Theorem 1. Every \(n\) -dimensional vector space \(\mathcal{V}\) over a field \(\mathbb{F}\) is isomorphic to \(\mathbb{F}^{n}\) .

Proof. Let \(\{x_{1}, \ldots, x_{n}\}\) be any basis in \(\mathcal{V}\) . Each \(x\) in \(\mathcal{V}\) can be written in the form \(\xi_{1} x_{1}+\cdots+\xi_{n} x_{n}\) , and we know that the scalars \(\xi_{1}, \ldots, \xi_{n}\) are uniquely determined by \(x\) . We consider the one-to-one correspondence \[x \rightleftarrows(\xi_{1}, \ldots, \xi_{n})\] between \(\mathcal{V}\) and \(\mathbb{F}^{n}\) . If \(y=\eta_{1} x_{1}+\cdots+\eta_{n} x_{n}\) , then \[\alpha x+\beta y=(\alpha \xi_{1}+\beta \eta_{1}) x_{1}+\cdots+(\alpha \xi_{n}+\beta \eta_{n}) x_{n}\] this establishes the desired isomorphism. ◻

One might be tempted to say that from now on it would be silly to try to preserve an appearance of generality by talking of the general \(n\) -dimensional vector space, since we know that, from the point of view of studying linear problems, isomorphic vector spaces are indistinguishable, and, consequently, we might as well always study \(\mathbb{F}^{n}\) . There is one catch. The most important properties of vectors and vector spaces are the ones that are independent of coordinate systems, or, in other words, the ones that are invariant under isomorphisms. The correspondence between \(\mathcal{V}\) and \(\mathbb{F}^{n}\) was, however, established by choosing a coordinate system; were we always to study \(\mathbb{F}^{n}\) , we would always be tied down to that particular coordinate system, or else we would always be faced with the chore of showing that our definitions and theorems are independent of the coordinate system in which they happen to be stated. (This horrible dilemma will become clear later, on the few occasions when we shall be forced to use a particular coordinate system to give a definition.) Accordingly, in the greater part of this book, we shall ignore the theorem just proved, and we shall treat \(n\) -dimensional vector spaces as self-respecting entities, independently of any basis. Besides the reasons just mentioned, there is another reason for doing this: many special examples of vector spaces, such for instance as \(\mathcal{P}_{n}\) , would lose a lot of their intuitive content if we were to transform them into \(\mathbb{C}^{n}\) and speak of coordinates only. In studying vector spaces, such as \(\mathcal{P}_{n}\) , and their relation to other vector spaces, we must be able to handle them with equal ease in different coordinate systems, or, and this is essentially the same thing, we must be able to handle them without using any coordinate systems at all.

EXRRCISES

Exercise 1. 

  1. What is the dimension of the set \(\mathbb{C}\) of all complex numbers considered as a real vector space? (See Section: Examples , (9).)
  2. Every complex vector space \(\mathcal{V}\) is intimately associated with a real vector space \(\mathcal{V}^{-}\) ; the space \(\mathcal{V}^{-}\) is obtained from \(\mathcal{V}\) by refusing to multiply vectors of \(\mathcal{V}\) by anything other than real scalars. If the dimension of the complex vector space \(\mathcal{V}\) is \(n\) , what is the dimension of the real vector space \(\mathcal{V}^{-}\) ?

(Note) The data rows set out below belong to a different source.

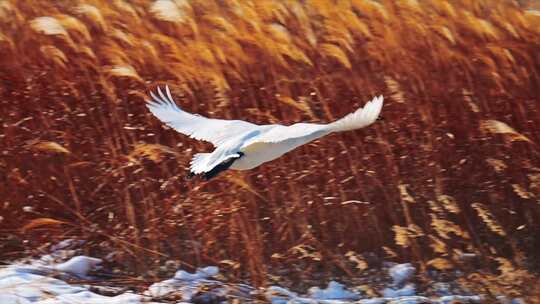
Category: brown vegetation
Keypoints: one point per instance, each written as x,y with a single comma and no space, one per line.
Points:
454,168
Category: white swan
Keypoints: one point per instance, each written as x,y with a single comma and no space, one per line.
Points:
242,145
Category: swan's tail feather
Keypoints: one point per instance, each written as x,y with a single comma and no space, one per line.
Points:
199,163
362,117
202,164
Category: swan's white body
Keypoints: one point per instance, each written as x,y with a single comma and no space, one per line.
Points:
242,145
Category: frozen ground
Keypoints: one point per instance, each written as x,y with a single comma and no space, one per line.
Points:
45,281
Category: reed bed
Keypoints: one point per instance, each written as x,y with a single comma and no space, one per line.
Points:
450,179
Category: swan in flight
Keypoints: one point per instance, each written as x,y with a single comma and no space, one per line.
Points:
241,145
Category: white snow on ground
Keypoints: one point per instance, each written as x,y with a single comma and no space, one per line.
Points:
33,283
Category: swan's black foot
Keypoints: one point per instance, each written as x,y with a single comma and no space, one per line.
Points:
221,167
190,175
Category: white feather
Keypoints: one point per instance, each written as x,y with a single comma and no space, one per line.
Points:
257,143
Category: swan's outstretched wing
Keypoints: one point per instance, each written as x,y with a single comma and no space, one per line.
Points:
215,131
308,131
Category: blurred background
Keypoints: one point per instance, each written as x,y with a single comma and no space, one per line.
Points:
450,180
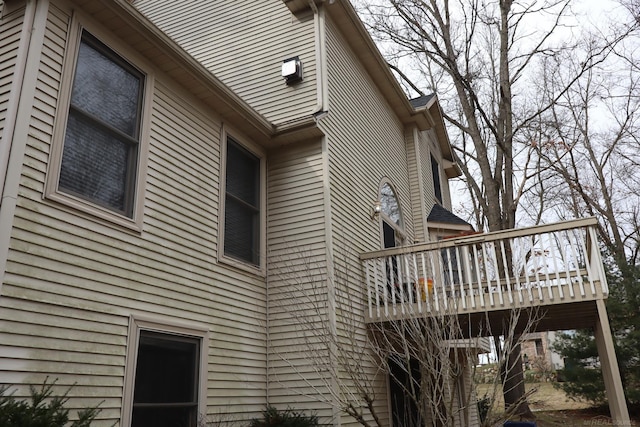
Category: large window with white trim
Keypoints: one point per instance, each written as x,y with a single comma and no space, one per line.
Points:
100,154
242,218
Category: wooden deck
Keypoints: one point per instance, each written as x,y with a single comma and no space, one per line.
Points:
555,270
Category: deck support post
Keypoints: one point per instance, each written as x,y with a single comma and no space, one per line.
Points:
610,370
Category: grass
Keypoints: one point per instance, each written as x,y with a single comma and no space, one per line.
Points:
554,409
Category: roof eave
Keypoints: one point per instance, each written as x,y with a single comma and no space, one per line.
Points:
192,75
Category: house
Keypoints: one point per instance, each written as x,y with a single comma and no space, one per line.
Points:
244,156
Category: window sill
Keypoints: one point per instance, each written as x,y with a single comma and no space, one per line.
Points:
256,270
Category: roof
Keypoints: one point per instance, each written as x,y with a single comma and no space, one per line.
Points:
443,215
422,101
169,58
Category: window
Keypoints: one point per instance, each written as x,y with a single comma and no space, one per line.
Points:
435,172
166,380
100,156
404,391
242,204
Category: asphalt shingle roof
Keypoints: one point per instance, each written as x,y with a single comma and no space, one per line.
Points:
421,101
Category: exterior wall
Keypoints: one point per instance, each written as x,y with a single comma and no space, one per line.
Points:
10,26
243,42
366,143
72,282
297,279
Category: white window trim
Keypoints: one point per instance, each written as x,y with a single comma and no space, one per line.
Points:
77,204
139,323
399,229
258,152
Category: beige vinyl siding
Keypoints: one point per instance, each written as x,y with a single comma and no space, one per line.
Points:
72,281
10,31
297,277
243,42
429,195
360,156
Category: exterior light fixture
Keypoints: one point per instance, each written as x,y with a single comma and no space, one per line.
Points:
292,70
376,209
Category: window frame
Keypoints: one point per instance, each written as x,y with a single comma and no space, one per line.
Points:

Exercise 2. Is the set \(\mathbb{R}\) of all real numbers a finite-dimensional vector space over the field \(\mathbb{Q}\) of all rational numbers? (See Section: Examples , (8). The question is not trivial; it helps to know something about cardinal numbers.)

Exercise 3. How many vectors are there in an \(n\) -dimensional vector space over the field \(\mathbb{Z}_{p}\) (where \(p\) is a prime)?

Exercise 4. Discuss the following assertion: if two rational vector spaces have the same cardinal number (i.e., if there is some one-to-one correspondence between them), then they are isomorphic (i.e., there is a linearity-preserving one-to-one correspondence between them). A knowledge of the basic facts of cardinal arithmetic is needed for an intelligent discussion.